God Won’t Shove Us Down the Slide

    It’s nearly hot enough outside to roast marshmallows without a fire, but I, nevertheless,  recently found myself thinking of the holiday movie, “A Christmas Story.”

    For those of you not familiar with this classic film, “A Christmas Story” is about a boy named Ralphie and his hilarious, obsessive quest to get a Red Ryder BB gun for Christmas. In one scene, Ralphie finally gets a chance to communicate his wish to a department-store Santa. After waiting…and waiting…and waiting in the long line, Ralphie’s big moment finally arrives. He’s hoisted up onto Santa’s lap and at last, he has the ear of the one he thinks can make his dream come true.

    But Ralphie freezes. As the cranky elves yell at him to hurry up and Santa loudly “ho, ho, ho’s” in his face, Ralphie’s mind goes blank. An impatient Santa foists a lame wish for a football on him and the poor boy caves under the pressure. Before Ralphie can gather his wits, a sinister elf launches him down a long slide that leads from Santa’s throne.

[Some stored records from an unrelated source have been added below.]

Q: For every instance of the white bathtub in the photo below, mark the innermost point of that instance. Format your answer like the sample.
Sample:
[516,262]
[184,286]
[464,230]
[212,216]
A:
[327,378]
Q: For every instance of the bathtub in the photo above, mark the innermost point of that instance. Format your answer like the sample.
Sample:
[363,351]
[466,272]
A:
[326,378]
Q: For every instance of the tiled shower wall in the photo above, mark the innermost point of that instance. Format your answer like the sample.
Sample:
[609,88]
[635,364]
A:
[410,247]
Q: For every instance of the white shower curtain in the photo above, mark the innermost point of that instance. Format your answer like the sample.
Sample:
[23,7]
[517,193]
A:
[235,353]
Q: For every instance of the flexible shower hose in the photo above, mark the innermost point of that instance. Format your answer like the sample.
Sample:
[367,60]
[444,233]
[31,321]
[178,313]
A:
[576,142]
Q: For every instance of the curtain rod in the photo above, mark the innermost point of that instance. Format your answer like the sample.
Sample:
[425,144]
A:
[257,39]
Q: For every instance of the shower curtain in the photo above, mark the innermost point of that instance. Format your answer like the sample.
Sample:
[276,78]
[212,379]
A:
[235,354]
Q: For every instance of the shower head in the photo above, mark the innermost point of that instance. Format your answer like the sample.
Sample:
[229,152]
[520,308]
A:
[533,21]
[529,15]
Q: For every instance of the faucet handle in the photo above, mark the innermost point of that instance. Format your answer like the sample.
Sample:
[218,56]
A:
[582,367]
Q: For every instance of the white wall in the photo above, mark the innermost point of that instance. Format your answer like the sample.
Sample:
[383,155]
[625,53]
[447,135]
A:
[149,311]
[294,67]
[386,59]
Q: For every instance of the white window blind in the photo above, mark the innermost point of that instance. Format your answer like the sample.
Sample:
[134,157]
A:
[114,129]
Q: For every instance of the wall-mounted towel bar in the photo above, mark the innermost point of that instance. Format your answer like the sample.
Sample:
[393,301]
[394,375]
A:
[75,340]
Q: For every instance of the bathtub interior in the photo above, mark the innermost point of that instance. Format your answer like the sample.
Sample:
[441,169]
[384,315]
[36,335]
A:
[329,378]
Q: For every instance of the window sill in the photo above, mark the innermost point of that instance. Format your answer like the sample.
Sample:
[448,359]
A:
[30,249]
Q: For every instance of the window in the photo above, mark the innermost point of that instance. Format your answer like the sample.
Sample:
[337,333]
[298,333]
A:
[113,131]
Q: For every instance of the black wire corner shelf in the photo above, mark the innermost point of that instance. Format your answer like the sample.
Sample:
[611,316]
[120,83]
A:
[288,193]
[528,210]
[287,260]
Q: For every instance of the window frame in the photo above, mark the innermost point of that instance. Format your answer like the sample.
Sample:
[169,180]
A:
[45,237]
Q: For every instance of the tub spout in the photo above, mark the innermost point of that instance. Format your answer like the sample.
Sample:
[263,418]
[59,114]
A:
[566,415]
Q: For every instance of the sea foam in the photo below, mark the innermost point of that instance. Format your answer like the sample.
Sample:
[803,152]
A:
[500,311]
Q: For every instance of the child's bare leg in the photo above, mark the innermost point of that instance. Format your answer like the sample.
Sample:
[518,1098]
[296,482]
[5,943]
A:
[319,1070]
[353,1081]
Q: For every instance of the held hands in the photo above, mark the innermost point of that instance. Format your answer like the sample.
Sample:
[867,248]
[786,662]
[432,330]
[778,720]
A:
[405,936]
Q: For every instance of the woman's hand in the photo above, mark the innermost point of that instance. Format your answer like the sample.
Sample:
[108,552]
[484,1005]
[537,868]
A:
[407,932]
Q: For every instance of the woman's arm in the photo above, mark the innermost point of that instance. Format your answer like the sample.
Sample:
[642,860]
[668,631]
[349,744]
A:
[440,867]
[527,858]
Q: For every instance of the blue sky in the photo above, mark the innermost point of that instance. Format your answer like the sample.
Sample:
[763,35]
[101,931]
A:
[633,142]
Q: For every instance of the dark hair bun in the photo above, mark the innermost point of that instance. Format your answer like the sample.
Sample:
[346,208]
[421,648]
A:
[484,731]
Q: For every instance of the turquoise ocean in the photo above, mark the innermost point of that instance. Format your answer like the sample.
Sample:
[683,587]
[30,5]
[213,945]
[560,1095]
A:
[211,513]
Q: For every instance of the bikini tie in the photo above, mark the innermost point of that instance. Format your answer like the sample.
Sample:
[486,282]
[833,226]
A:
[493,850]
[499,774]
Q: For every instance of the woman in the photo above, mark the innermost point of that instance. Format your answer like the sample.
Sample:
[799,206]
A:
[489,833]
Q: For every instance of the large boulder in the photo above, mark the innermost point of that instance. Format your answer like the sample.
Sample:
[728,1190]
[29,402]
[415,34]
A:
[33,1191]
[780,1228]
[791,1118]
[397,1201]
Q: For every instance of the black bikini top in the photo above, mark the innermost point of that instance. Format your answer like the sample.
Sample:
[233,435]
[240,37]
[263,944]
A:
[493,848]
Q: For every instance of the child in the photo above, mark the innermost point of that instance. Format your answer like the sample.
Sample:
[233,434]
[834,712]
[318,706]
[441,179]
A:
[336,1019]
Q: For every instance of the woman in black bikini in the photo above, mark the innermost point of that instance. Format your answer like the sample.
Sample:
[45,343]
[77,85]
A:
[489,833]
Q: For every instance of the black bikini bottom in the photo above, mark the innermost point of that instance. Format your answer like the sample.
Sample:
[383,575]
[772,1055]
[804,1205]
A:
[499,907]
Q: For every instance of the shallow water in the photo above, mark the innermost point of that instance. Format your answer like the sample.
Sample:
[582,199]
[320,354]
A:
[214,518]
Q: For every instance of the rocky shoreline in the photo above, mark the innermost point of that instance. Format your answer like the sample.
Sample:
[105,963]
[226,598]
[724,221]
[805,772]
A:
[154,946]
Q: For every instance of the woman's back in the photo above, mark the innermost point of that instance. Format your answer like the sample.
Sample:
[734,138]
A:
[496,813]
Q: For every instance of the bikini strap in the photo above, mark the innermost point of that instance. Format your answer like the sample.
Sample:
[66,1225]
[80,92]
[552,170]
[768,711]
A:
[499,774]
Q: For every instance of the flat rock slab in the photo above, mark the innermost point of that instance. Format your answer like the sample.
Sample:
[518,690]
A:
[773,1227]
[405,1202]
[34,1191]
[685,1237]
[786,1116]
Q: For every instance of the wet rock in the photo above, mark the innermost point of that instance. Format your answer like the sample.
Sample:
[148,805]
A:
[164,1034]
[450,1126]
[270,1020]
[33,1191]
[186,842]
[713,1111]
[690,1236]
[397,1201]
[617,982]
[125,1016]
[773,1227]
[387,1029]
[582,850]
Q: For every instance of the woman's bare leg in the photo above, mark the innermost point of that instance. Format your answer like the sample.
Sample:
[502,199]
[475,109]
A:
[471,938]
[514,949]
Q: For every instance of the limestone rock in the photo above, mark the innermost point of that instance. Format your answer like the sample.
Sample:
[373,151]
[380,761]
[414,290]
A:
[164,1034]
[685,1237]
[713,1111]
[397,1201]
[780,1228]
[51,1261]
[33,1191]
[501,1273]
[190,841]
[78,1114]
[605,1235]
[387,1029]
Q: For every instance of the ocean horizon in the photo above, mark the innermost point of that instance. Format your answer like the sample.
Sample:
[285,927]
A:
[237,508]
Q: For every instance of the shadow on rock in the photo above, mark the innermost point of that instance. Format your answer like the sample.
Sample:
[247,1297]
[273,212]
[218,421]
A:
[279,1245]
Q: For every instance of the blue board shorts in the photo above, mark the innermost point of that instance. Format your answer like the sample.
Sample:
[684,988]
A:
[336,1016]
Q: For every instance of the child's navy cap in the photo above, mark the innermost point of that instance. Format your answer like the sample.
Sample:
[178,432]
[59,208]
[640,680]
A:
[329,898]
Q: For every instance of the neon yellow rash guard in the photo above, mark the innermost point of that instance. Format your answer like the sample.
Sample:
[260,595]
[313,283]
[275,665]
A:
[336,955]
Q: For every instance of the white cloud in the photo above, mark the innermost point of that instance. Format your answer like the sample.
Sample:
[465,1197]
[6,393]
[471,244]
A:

    I was thinking about this movie scene recently as I drove home from a doctor’s office. Why? Maybe you can guess.

    Maybe you, like me, have waited… and waited…and waited to talk with a doctor about something that’s really important to you. Your body’s going nuts and it affects your life every day.

    You have questions you want to ask the doctor. Questions that matter to you. Questions you didn’t write down because they’ve been sitting right there on the front row of your brain every day as you’ve waited for this appointment.

    You arrive at the doctor’s office and after growing roots in at least two waiting rooms, it’s finally your turn. The doctor appears. He asks how you’re doing. It’s your big chance.

    And you turn into Ralphie. Your mental hard drive crashes. That’s what happened to me.

    When the doctor came in, my brain turned to mush and I could recall only a fraction of the wonderfully coherent, relevant questions I wanted to ask him. I felt the clock ticking and I scrambled to reboot my brain, but it was no use.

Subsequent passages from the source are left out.